La cause en bref

R. c. Chung

Une vitesse excessive peut constituer une conduite dangereuse, même si elle ne dure que quelques secondes, statue la Cour suprême.

En 2015, M. Chung conduisait un véhicule sur une rue de Vancouver. La limite de vitesse était de 50 km/h. Sur une distance équivalente à la portion de rue comprise entre deux intersections, et juste avant une intersection importante, il s’est inséré dans la voie en bordure du trottoir. Il a doublé au moins une voiture par la droite et en a évité une autre tout en accélérant pour atteindre une vitesse de 140 km/h. Il a heurté une voiture qui effectuait un virage à gauche. Le conducteur de l’autre voiture est mort. M. Chung a été accusé de conduite dangereuse ayant causé la mort.

Pour être coupable d’un crime, une personne doit faire quelque chose qui est contraire à la loi (criminelle). C’est ce qu’on appelle l’« actus reus », ce qui signifie « acte coupable » en latin. Cependant, quelque chose doit la rendre responsable de ce qu’elle a fait. C’est ce qu’on appelle la « mens rea », ce qui signifie « intention coupable » en latin.

Pour bien des crimes, la mens rea est fondée sur l’intention, mais, pour certains crimes, une personne peut être responsable même si elle n’a pas l’intention de faire quelque chose de mal. Dans de tels cas, les juges n’ont pas à se pencher sur ce que la personne elle‑même pensait. Les juges se demanderont plutôt ce qu’une personne ordinaire et sensée (une « personne raisonnable ») aurait fait. Si les actions de la personne accusée et de la « personne raisonnable » sont très différentes, il y a « écart marqué » par rapport à la norme de diligence.
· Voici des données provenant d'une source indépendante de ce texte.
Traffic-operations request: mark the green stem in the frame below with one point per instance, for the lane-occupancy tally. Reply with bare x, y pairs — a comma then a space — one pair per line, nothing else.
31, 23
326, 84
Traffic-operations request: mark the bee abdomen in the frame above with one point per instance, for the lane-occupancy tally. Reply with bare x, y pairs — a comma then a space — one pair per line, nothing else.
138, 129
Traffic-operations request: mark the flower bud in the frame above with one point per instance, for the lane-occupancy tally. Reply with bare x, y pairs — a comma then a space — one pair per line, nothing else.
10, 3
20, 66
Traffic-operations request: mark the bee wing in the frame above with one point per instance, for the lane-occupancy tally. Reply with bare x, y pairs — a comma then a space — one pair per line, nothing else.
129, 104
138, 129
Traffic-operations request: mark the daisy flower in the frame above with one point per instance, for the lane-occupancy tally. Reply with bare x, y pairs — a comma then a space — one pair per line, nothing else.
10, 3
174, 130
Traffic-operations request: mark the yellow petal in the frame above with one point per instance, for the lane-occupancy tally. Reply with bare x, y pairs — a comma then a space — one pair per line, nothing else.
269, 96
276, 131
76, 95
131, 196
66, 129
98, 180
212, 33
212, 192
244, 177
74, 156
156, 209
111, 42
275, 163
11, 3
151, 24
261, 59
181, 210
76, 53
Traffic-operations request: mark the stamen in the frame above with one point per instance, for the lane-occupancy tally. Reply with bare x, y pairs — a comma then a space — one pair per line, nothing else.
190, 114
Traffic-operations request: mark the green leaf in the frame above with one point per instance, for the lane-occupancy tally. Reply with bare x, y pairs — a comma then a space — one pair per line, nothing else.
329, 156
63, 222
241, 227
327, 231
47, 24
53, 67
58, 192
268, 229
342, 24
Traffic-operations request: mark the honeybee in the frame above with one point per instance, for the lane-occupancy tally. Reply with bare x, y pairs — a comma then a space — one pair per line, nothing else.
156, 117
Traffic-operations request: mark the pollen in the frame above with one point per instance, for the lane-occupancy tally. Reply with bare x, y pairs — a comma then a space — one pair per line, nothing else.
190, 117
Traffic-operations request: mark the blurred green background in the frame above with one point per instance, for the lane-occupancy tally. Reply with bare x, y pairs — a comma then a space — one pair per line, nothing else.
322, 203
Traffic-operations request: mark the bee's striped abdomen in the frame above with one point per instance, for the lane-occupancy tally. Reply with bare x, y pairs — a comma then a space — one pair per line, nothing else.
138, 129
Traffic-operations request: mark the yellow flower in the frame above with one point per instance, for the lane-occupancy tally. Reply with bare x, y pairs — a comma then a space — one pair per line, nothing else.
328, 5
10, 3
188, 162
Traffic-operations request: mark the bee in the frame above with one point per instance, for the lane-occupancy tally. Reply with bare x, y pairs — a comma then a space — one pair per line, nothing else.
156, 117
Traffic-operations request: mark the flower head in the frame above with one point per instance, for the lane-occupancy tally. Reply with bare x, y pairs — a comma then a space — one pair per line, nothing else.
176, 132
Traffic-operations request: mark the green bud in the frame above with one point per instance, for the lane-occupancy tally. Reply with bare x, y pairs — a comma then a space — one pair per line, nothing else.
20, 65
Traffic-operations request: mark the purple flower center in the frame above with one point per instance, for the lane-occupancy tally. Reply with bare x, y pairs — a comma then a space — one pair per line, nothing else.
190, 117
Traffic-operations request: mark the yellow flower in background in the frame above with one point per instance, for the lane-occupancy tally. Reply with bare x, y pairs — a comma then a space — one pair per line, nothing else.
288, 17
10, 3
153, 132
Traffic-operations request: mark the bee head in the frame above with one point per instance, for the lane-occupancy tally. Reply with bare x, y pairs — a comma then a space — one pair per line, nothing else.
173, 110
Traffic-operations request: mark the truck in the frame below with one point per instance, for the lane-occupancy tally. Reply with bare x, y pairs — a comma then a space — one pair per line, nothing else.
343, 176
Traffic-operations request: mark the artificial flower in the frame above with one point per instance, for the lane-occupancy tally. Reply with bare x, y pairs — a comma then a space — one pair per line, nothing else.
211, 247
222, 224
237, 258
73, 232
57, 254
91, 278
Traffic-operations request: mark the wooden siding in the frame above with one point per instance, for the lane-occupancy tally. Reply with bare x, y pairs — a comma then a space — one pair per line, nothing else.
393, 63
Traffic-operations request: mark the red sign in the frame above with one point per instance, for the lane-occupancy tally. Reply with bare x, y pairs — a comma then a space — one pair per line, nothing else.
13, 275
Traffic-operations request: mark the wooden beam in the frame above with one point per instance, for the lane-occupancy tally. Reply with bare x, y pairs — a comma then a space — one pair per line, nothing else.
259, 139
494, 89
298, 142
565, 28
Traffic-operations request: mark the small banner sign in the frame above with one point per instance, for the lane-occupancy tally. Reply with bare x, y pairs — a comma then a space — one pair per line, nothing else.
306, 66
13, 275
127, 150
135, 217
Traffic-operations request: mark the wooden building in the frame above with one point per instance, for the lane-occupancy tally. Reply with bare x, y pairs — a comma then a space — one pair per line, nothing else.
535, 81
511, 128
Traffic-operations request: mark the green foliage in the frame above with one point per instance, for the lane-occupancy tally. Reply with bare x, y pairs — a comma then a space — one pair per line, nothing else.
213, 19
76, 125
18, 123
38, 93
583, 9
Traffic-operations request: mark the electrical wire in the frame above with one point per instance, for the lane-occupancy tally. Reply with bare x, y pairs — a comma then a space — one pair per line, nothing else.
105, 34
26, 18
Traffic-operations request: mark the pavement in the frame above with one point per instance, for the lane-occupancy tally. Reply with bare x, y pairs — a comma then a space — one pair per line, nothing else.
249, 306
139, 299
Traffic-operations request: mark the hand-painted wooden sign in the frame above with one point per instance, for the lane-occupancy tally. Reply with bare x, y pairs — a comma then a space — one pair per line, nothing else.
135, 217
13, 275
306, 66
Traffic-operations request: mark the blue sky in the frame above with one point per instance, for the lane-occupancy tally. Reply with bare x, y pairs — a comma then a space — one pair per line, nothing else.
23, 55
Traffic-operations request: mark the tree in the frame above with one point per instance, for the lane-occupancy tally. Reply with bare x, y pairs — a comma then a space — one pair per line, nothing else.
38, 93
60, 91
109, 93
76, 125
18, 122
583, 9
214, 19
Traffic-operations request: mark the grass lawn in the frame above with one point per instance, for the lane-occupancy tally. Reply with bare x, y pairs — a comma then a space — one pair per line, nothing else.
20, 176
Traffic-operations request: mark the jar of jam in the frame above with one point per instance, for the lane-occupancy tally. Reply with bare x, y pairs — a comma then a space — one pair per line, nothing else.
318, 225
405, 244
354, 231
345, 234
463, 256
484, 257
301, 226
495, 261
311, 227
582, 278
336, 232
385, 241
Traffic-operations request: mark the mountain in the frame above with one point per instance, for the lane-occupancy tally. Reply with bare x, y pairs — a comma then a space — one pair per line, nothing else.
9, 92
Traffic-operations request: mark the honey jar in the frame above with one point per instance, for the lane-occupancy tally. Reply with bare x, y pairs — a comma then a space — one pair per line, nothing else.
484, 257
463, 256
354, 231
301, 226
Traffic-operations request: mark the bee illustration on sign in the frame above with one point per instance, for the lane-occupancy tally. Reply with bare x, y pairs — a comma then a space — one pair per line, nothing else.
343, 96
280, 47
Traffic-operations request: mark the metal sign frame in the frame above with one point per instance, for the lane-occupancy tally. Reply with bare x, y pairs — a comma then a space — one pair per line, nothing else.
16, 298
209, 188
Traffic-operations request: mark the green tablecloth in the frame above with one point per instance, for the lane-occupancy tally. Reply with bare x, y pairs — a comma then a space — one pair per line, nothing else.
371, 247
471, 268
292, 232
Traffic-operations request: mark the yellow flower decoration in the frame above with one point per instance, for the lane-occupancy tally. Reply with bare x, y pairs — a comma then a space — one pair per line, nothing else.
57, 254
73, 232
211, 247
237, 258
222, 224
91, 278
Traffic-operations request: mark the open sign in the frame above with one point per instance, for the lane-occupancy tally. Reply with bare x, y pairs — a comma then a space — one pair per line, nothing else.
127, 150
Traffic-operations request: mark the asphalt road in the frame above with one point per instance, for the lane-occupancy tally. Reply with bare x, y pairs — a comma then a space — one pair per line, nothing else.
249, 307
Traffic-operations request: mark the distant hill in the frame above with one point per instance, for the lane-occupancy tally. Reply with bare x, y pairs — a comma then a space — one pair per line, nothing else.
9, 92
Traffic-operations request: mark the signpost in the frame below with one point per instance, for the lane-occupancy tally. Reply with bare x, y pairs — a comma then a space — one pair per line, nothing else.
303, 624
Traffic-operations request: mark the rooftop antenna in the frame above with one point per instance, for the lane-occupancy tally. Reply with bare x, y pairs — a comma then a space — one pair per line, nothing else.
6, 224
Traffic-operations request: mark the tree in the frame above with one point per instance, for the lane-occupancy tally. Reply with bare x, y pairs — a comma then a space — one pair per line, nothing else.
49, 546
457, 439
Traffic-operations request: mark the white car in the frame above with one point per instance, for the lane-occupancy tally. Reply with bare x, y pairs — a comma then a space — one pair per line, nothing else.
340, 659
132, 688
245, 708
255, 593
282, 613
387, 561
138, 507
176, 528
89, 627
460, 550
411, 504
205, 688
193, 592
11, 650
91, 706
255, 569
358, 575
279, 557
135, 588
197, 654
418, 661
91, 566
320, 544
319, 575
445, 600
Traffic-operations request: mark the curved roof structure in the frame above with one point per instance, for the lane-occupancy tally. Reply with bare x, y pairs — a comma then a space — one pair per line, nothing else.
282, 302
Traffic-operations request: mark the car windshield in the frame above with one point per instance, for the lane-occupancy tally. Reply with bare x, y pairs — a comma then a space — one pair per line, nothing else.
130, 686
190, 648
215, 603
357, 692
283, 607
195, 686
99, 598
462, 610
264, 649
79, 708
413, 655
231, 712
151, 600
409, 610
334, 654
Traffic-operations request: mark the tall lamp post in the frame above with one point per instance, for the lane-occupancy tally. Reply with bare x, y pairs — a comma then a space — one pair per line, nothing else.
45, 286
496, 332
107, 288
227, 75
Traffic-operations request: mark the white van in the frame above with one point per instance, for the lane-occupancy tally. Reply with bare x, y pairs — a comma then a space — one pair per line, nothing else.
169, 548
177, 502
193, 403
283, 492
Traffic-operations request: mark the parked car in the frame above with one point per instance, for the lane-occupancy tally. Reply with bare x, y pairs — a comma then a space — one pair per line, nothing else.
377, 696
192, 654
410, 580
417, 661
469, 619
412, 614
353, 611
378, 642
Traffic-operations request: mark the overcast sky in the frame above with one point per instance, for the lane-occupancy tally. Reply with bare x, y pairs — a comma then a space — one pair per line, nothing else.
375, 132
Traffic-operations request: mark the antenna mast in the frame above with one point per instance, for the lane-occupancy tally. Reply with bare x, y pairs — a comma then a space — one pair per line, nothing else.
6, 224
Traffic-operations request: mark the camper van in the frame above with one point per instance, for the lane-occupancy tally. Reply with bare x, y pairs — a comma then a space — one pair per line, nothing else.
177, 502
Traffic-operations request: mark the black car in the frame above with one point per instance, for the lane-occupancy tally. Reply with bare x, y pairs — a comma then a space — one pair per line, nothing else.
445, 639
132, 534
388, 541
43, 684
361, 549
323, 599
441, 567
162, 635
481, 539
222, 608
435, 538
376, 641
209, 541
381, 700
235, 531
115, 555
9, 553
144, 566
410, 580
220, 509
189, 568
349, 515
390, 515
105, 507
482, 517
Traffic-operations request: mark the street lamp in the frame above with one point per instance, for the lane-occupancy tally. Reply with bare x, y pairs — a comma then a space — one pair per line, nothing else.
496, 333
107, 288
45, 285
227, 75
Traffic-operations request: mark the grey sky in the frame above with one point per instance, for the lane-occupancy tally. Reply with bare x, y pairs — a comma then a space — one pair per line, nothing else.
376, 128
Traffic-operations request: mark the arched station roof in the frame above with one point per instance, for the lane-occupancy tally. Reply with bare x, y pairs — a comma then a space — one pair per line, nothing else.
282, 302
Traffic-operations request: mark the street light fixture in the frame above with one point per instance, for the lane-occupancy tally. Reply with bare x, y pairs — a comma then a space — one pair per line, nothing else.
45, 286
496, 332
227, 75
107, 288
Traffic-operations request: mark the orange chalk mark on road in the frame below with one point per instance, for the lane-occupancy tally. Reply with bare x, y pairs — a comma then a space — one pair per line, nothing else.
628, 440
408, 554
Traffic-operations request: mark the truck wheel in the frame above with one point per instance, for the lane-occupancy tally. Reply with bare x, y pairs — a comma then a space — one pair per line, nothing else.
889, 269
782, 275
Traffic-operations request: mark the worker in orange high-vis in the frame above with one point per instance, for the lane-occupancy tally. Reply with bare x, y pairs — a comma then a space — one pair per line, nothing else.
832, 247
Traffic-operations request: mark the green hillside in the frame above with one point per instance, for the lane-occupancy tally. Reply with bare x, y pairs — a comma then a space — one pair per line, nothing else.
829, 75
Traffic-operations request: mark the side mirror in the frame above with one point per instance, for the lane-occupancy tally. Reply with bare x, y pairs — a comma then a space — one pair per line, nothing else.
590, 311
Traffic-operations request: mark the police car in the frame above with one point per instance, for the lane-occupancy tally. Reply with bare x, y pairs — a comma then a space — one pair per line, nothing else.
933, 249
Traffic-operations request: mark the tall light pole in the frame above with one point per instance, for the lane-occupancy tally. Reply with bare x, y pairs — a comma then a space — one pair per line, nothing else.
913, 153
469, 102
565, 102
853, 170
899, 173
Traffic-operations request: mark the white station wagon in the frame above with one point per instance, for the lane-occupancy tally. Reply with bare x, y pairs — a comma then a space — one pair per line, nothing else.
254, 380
Cet « écart marqué » constitue la mens rea de crimes comme la conduite dangereuse causant la mort. L’actus reus de ce crime est le fait de conduire d’une manière qui est dangereuse pour le public et qui entraîne la mort.

Le juge de première instance a affirmé que la vitesse excessive de M. Chung sur une courte distance satisfaisait à l’exigence relative à l’actus reus, mais il n’était pas d’avis que celui‑ci avait la mens rea ou l’intention coupable. Selon lui, le bref excès de vitesse à lui seul n’était pas suffisant pour établir la mens rea de la conduite dangereuse causant la mort.

La Couronne a interjeté appel. Lorsqu’une personne est déclarée non coupable, la Couronne ne peut faire appel que si le juge a commis une erreur de droit. Elle ne peut se pourvoir en appel simplement parce que la décision est déraisonnable. La Couronne a affirmé que le juge de première instance avait commis des erreurs de droit dans la présente affaire.

La Cour d’appel a convenu que le juge du procès avait commis une erreur de droit en concluant qu’un bref excès de vitesse ne suffisait pas pour établir un « écart marqué ». Comme le juge a tiré toutes les conclusions de fait nécessaires, la Cour d’appel pouvait juger que M. Chung avait la mens rea de la conduite dangereuse. S’il n’avait pas commis cette erreur, le juge aurait déclaré M. Chung coupable. La Cour d’appel a donc remplacé la conclusion de « non‑culpabilité » par une conclusion de « culpabilité ».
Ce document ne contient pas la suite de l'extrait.